Mortimer calls
for common vision
on priority programs
Protesters say the UH president
By Susan Kreifels
should listen to their ideas and not
just communicate his own
Star-BulletinUniversity of Hawaii President Kenneth Mortimer has called on the university community to create a "common vision" about what programs should get priority.
At the same time yesterday, 80-100 students and faculty members were protesting attempts to shut down the School of Public Health. While they agreed about sharing a vision, they asked that Mortimer listen to their ideas, not just communicate his own.
"President Mortimer thinks it's a matter of him communicating his ideas to everybody else," said Mary Tiles, chairwoman of the UH-Manoa Faculty Senate executive committee. "He doesn't understand listening is part of it."
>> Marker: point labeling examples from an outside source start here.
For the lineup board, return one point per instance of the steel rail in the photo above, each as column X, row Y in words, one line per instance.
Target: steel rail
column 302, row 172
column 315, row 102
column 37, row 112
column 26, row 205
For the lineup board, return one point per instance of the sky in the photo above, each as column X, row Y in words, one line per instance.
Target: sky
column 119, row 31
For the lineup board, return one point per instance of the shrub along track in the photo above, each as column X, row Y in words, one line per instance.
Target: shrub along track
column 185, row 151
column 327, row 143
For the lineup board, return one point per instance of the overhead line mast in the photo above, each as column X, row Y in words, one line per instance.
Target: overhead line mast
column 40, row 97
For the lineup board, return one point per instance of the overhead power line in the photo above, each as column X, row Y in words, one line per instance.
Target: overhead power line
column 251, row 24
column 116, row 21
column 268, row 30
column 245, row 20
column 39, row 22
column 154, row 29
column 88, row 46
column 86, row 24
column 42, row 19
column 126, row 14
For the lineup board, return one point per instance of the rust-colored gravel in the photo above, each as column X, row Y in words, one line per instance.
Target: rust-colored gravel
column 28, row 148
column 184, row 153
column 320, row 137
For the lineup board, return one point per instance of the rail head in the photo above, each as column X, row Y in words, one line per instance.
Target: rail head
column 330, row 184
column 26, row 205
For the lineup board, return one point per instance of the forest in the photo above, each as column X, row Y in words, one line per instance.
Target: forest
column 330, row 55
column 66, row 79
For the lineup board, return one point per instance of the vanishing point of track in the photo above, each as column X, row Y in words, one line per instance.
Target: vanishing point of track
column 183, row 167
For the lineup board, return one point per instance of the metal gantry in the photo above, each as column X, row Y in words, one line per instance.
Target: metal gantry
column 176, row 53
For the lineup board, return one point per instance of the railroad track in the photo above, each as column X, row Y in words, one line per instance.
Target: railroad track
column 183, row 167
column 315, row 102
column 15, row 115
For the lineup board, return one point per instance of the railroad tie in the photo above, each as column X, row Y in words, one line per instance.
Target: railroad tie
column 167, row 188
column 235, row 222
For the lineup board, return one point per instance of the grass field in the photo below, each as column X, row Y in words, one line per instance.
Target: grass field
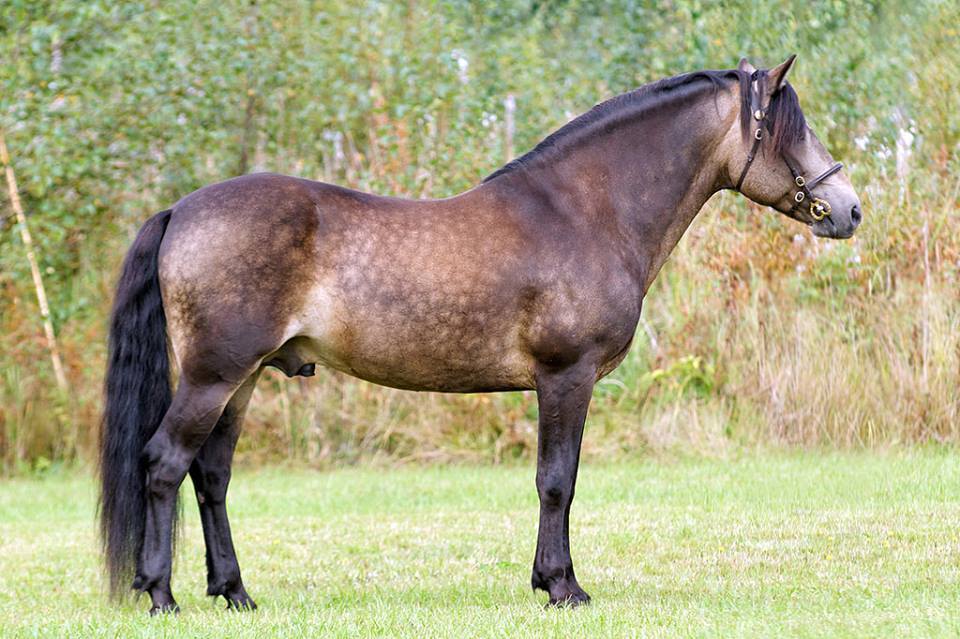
column 771, row 545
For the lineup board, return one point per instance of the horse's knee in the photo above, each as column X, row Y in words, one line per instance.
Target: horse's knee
column 164, row 469
column 212, row 488
column 555, row 491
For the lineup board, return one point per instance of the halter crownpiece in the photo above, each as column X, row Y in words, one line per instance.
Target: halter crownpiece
column 819, row 208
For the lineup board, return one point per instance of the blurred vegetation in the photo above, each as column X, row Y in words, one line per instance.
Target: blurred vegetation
column 756, row 333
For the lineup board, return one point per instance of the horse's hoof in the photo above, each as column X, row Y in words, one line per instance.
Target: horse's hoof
column 572, row 599
column 165, row 609
column 240, row 602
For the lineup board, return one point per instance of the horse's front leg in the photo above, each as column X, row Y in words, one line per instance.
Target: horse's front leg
column 563, row 397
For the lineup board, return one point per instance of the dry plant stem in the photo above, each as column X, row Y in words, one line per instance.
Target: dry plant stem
column 34, row 268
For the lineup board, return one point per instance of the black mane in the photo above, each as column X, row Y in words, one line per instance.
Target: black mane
column 784, row 114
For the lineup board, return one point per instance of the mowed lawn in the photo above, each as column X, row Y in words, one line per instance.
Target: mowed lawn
column 863, row 544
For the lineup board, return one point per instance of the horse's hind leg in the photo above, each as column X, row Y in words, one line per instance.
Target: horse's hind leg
column 210, row 473
column 188, row 422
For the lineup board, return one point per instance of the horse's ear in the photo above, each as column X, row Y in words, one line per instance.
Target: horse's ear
column 778, row 74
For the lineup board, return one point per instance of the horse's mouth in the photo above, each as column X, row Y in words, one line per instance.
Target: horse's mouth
column 828, row 228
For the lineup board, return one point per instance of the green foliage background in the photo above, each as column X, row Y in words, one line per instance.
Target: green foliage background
column 755, row 334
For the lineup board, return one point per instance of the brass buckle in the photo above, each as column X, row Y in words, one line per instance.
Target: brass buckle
column 819, row 209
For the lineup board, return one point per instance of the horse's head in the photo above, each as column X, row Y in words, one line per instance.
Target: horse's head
column 779, row 162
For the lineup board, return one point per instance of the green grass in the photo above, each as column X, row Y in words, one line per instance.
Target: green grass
column 796, row 545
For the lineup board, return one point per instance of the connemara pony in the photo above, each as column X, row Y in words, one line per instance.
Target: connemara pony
column 531, row 280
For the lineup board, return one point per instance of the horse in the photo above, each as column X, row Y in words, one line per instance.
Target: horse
column 531, row 280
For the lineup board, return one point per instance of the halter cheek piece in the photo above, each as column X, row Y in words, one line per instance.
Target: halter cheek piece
column 819, row 209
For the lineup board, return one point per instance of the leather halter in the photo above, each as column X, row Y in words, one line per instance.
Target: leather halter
column 819, row 209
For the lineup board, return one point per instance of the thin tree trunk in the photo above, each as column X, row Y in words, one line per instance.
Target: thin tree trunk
column 34, row 268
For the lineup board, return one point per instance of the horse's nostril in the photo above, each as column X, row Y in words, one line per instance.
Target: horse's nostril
column 855, row 214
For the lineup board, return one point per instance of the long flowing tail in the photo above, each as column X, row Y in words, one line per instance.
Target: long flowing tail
column 137, row 396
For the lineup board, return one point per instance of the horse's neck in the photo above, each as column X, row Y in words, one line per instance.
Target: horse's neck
column 645, row 180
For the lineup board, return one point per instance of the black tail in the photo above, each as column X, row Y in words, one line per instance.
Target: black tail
column 137, row 396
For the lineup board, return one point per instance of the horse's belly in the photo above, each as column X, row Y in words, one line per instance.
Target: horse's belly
column 416, row 347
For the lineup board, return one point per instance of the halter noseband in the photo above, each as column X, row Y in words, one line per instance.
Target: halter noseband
column 819, row 209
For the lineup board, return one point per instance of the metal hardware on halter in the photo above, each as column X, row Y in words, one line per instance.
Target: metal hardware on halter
column 819, row 209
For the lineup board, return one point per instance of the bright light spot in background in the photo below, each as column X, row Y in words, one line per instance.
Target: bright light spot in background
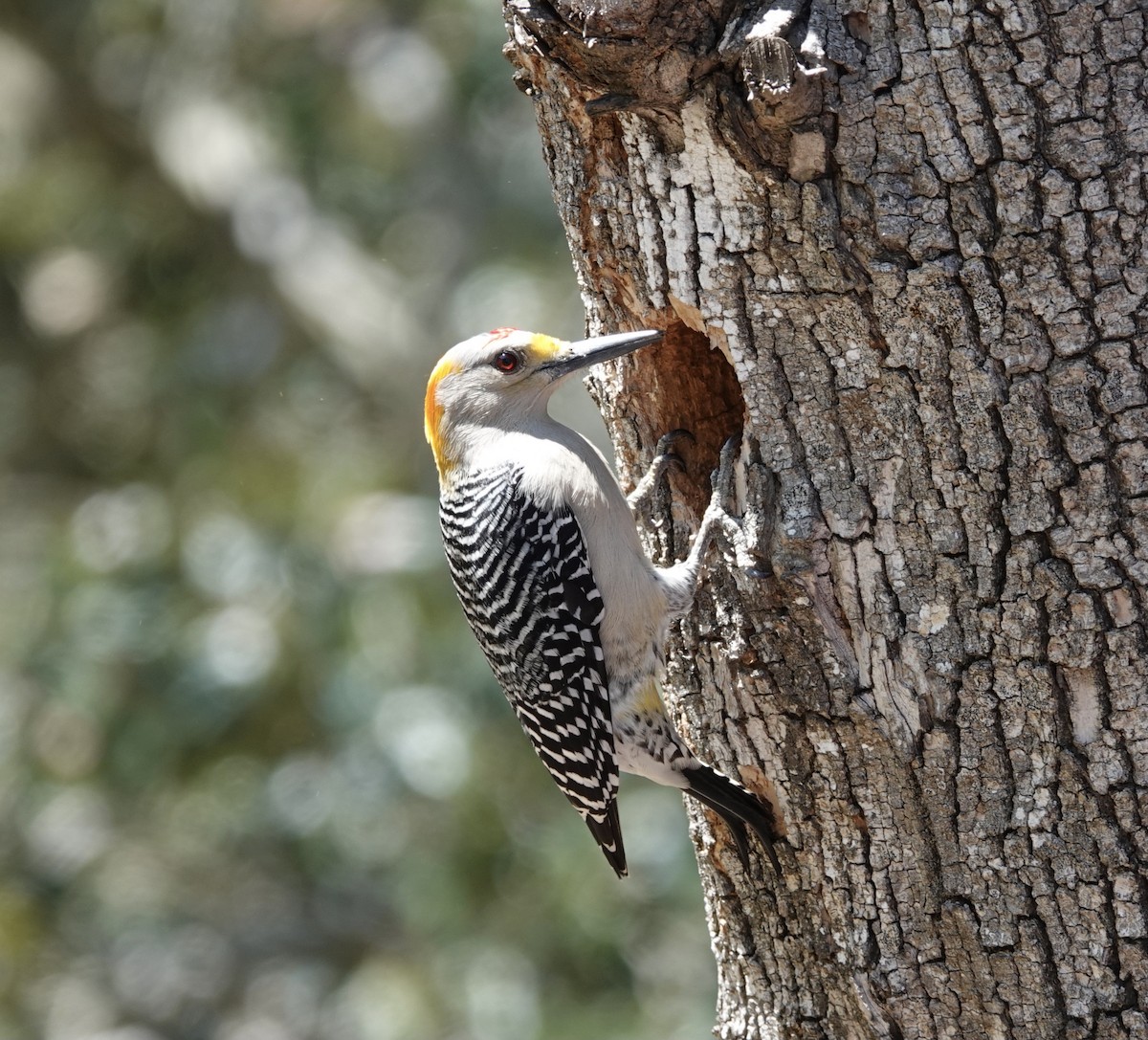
column 131, row 524
column 76, row 1008
column 210, row 150
column 239, row 645
column 273, row 218
column 72, row 830
column 383, row 533
column 401, row 76
column 299, row 792
column 67, row 741
column 64, row 292
column 286, row 994
column 420, row 729
column 225, row 558
column 160, row 974
column 26, row 85
column 502, row 995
Mortimer gave the annual State of the University message yesterday, asking for cooperation instead of finger-pointing. "We have to look in the mirror and ask ourselves, what are we doing together to create that common vision around which we can unite. When we're divided internally, it gives everybody reason not to support us."
Mortimer said the university's share of the state budget in the last decade dropped by a quarter, from 12 percent to 9 percent, the biggest drop in the nation. Meanwhile other education, health and public safety have received bigger shares. At the same time,he said, UH's purchasing power declined 30 percent.
The Manoa campus has also suffered a year of controversy over the loss of accreditation at the School of Public Health and plans to fold it into the medical school, and a critical accreditation report that said important decisions are held up because the leadership at UH-Manoa failed to communicate with faculty and students. A task force will present its findings on options for the public health school at the regents meeting tomorrow.
Pi'ilani Smith, president of the Associated Students of UH, called the speech "eloquent but lacking commitment and integrity. There's nothing but emptiness."
But Board of Regents member Ah Quon McElrath said Mortimer's speech was the most forceful she had heard from him. "For the first time the president has come out with a very strong speech in order to clarify what the university is all about."
Wayne Panoke, a UH student and former student regent, said Mortimer did a good job in explaining the university's problems. "The underlying message was to the Legislature. Autonomy doesn't mean to cut funding."
At the same time, Panoke said, improving campus communication and solving problems together would mean "opening the door, whether they (administration) likes hearing it or not."
Mortimer pointed out UH achievements despite budget cuts:
Distinguished professionals have taken over the John A. Burns School of Medicine, Cancer Research Center and College of Engineering. First Hawaiian Bank donated $1 million to endow the deanship of the newly merged College of Travel Industry Management and College of Business Administration.
For the third year UH-Manoa set records in research and training money. The University Foundation has raised $45 million in two years of a five-year goal to earn $100 million.
New autonomy granted to the university has enabled it to hire its own legal counsel, cut bureaucracy and make decisions faster. At the same time, autonomy has given some legislators an excuse to cut funding. "Autonomy is not independence from a need to serve the public," Mortimer said.